Nadmiar białek + nadmiar płatków owsianych i kokosa = kokosanki z płatkami owsianymi!
Te ciastka zadedykowałabym osobą niezdecydowanym,które wahają się pomiędzy kokosowymi wypiekami a tymi z płatkami,bądź też muesli. Myślę,że naprawdę godne polecenia! Z początku obawiałam się tego,że będzie czuć mąkę ( pozostaje takie uczucie jak spożywa się takie tradycyjne muesli),ale mama po skosztowani zaraz rozwiała moje obawy! Pojawiły się dlatego,że zazwyczaj płatki prażę na suchej patelni,tym razem pominęłam ten krok..ale w zamian za to wykonałam inny.Ciekawych zachęcam do zapoznania się z przepisem!
Składniki:
pół szklanki cukru
170 gram płatków owsianych bądź muesli( troszkę mniej niż półtorej szklanki)
170 g wiórków kokosowych (dwie szklanki)
pół szklanki białek (około 5-6 w zależności od wielkości)
odrobina soli
odrobina soli
Białka ubijamy na sztywno z odrobiną soli.Następnie dodajemy cukier i miksujemy,na wysokich obrotach, przez kolejne 5 minut.
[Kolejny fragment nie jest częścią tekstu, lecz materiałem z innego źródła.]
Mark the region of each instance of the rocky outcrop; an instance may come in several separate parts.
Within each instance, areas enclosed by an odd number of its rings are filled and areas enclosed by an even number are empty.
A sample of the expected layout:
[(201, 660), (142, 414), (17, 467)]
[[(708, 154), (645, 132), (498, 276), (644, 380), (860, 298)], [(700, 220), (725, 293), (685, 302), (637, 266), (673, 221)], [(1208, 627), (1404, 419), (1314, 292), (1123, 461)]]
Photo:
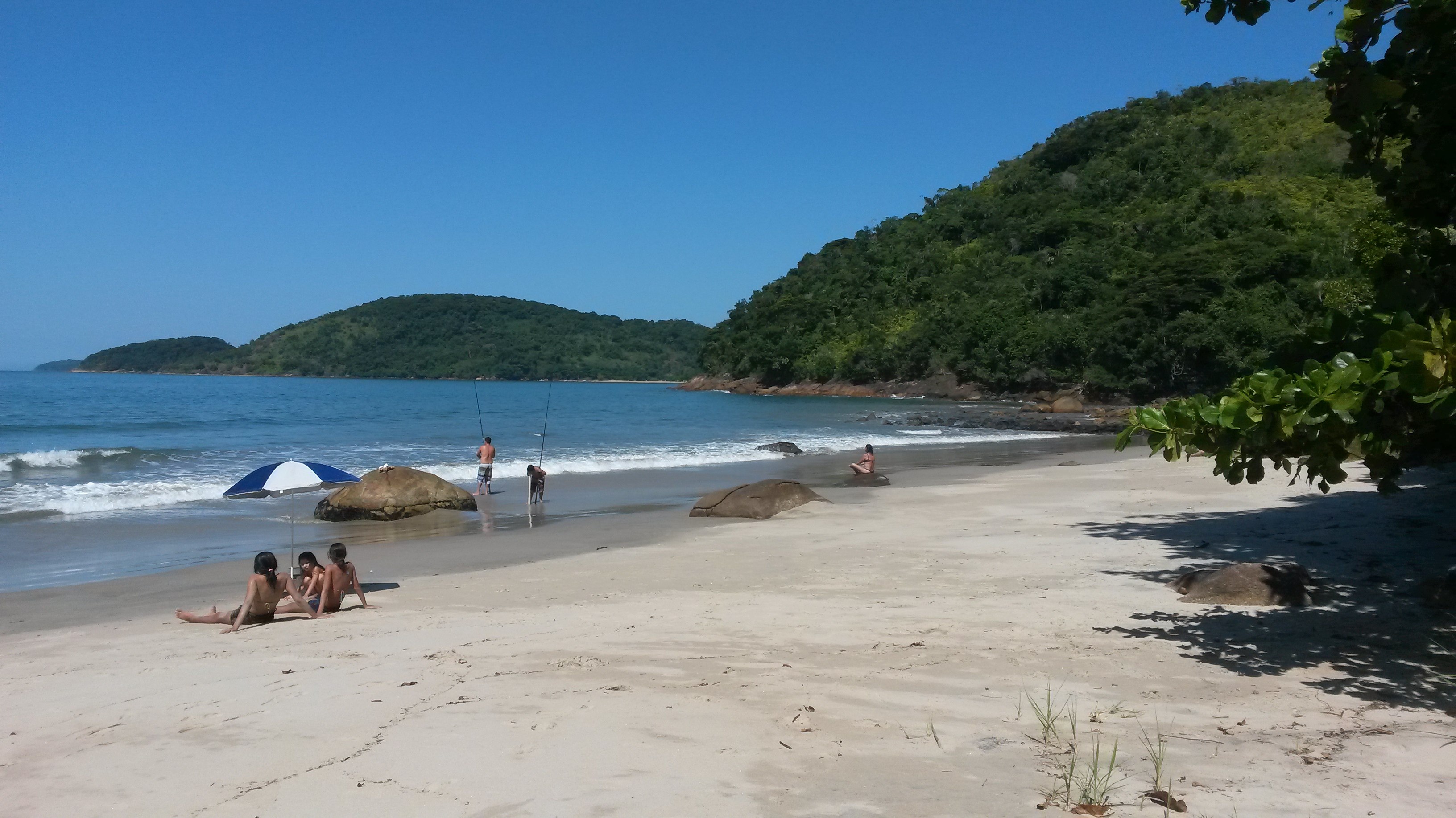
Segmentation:
[(747, 517), (767, 520), (780, 511), (798, 508), (821, 498), (796, 480), (759, 480), (703, 496), (689, 517)]
[(1309, 572), (1293, 562), (1200, 568), (1168, 584), (1182, 594), (1179, 603), (1207, 605), (1307, 605), (1309, 585), (1313, 585)]
[(428, 514), (437, 508), (475, 511), (475, 496), (430, 472), (405, 466), (380, 466), (360, 477), (360, 482), (320, 499), (313, 517), (331, 523), (400, 520)]
[(1028, 432), (1117, 434), (1127, 425), (1125, 406), (1088, 406), (1082, 412), (1051, 412), (1050, 405), (981, 403), (943, 406), (936, 410), (877, 415), (866, 412), (860, 422), (897, 426), (955, 426), (962, 429), (1019, 429)]
[(1073, 412), (1082, 412), (1082, 402), (1070, 394), (1063, 394), (1061, 397), (1051, 402), (1051, 410), (1059, 415), (1070, 415)]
Dodajemy wiórki kokosowe oraz płatki i mieszamy na średnich obrotach do połączenia masy. Odstawiamy całość na 20 minut ,aby płatki nasiąknęły. W tym czasie nastawiamy piekarnik na 175 stopni (z termoobiegiem na 155).Po upływie wspomnianych dwudziestu minut formujemy z masy kulki i rozkładamy na blaszce,,oczywiście pozostawiając pomiędzy ciasteczkami parę centymetrów
odstępu. Pieczemy około 15-17 minut. Odstawiamy do wystygnięcia! Radze nie przekładać ich ,ani nie dotykać przez parę minut ponieważ szybko rozpadną nam się w rękach.